Sequencing multiple myeloma therapies with and after antibody therapies

Abstract In multiple myeloma (MM), treatment selection and sequencing become increasingly complex with the increasing number of therapeutic options, including antibodies. Choice of treatment is dependent on various factors including patient- and tumor-related features. In addition, treatment-related factors, such as type and response to prior therapy, are also critical in terms of the selection of a new treatment regimen. Furthermore, approval status and reimbursement policies influence treatment choice. At the time of first relapse, patients who received a bortezomib-based regimen can switch to lenalidomide-based treatment, whereas patients who received lenalidomide until progression can switch to a proteasome inhibitor–based therapy.
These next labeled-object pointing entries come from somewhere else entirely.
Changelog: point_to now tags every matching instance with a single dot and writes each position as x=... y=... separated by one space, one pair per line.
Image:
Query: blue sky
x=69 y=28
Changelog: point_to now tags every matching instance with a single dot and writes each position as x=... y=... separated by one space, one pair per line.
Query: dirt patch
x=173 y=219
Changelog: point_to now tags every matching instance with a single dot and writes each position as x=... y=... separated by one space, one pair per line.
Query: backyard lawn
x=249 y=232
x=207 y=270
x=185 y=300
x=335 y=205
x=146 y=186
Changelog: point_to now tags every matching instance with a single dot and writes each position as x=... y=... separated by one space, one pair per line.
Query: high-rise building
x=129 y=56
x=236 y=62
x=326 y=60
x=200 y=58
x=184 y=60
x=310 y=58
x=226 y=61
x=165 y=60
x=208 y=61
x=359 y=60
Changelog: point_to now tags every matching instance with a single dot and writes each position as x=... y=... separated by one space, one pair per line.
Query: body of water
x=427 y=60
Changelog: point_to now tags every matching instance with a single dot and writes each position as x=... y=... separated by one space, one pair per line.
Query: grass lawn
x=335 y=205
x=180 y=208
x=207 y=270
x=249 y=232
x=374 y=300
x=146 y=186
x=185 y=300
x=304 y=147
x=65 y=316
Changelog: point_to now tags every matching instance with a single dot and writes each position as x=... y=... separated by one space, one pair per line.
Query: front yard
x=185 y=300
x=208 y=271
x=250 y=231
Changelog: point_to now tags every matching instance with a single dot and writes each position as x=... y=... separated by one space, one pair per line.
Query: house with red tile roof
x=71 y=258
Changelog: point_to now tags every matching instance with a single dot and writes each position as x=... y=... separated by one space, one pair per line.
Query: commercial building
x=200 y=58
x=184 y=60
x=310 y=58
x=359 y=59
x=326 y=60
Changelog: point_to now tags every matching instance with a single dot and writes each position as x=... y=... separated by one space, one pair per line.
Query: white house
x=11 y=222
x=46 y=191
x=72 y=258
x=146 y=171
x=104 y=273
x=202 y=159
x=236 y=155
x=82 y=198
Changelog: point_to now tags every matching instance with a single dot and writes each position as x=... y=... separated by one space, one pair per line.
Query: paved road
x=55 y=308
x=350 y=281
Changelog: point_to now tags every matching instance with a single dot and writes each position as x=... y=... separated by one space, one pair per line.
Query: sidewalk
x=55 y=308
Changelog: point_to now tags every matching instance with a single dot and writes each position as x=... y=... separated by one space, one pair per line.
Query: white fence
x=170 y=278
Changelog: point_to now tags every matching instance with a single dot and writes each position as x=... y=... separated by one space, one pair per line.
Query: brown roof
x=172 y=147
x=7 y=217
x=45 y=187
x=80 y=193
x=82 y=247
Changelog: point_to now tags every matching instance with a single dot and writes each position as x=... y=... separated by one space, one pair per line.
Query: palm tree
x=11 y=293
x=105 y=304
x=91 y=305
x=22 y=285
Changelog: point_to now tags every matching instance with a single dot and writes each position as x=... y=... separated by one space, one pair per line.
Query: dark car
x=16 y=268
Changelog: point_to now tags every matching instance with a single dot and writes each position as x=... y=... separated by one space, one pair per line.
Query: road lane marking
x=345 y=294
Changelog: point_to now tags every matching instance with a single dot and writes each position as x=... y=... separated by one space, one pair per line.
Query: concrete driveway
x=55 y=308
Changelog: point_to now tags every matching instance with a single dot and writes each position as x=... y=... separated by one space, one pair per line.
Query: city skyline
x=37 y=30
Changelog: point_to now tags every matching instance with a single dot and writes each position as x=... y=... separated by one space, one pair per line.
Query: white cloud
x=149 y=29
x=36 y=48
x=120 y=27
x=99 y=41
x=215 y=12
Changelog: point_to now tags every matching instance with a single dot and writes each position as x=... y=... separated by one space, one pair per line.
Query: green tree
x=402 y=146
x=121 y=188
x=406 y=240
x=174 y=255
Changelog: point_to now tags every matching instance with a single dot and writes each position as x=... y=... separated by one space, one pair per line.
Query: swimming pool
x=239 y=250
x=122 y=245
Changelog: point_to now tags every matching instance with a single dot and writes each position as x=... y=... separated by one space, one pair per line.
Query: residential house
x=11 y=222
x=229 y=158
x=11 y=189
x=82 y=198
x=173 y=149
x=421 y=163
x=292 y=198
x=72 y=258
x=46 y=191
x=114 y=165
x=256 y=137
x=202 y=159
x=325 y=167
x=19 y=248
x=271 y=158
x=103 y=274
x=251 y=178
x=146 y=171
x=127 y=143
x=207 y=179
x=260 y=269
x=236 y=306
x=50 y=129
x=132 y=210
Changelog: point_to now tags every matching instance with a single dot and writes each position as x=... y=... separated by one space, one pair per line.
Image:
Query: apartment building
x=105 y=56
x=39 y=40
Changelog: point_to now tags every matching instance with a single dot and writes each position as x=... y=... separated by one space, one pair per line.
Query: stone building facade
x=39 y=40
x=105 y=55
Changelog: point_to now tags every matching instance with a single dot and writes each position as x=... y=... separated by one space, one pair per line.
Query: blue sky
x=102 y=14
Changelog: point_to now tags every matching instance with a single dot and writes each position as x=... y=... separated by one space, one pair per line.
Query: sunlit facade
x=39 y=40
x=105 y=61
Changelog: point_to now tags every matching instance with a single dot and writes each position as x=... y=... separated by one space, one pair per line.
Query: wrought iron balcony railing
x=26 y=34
Alternatively, there is increasing evidence that pomalidomide-based triplets are also effective following the development of lenalidomide-refractory disease both in early and later relapse settings. Patients who become refractory to immunomodulatory drugs, proteasome inhibitors, and CD38 antibodies have a poor prognosis. These triple-class refractory patients may benefit from novel, recently approved agents such as XPO1 inhibitors or from participation in a clinical trial. Furthermore, retreatment with agents that were received in previous lines of therapy can also be considered in heavily pretreated patients, for example, in combination with classic cytotoxic drugs. Importantly, with the increasing use of CD38 antibodies in newly diagnosed and early relapsed/refractory MM, more information is needed on the potential value of retreatment with CD38 antibodies. With the introduction of new immunotherapies with novel modes of action, we also need a better understanding of sequencing of immunotherapeutic agents by taking into account the effect of prior therapy on immune function.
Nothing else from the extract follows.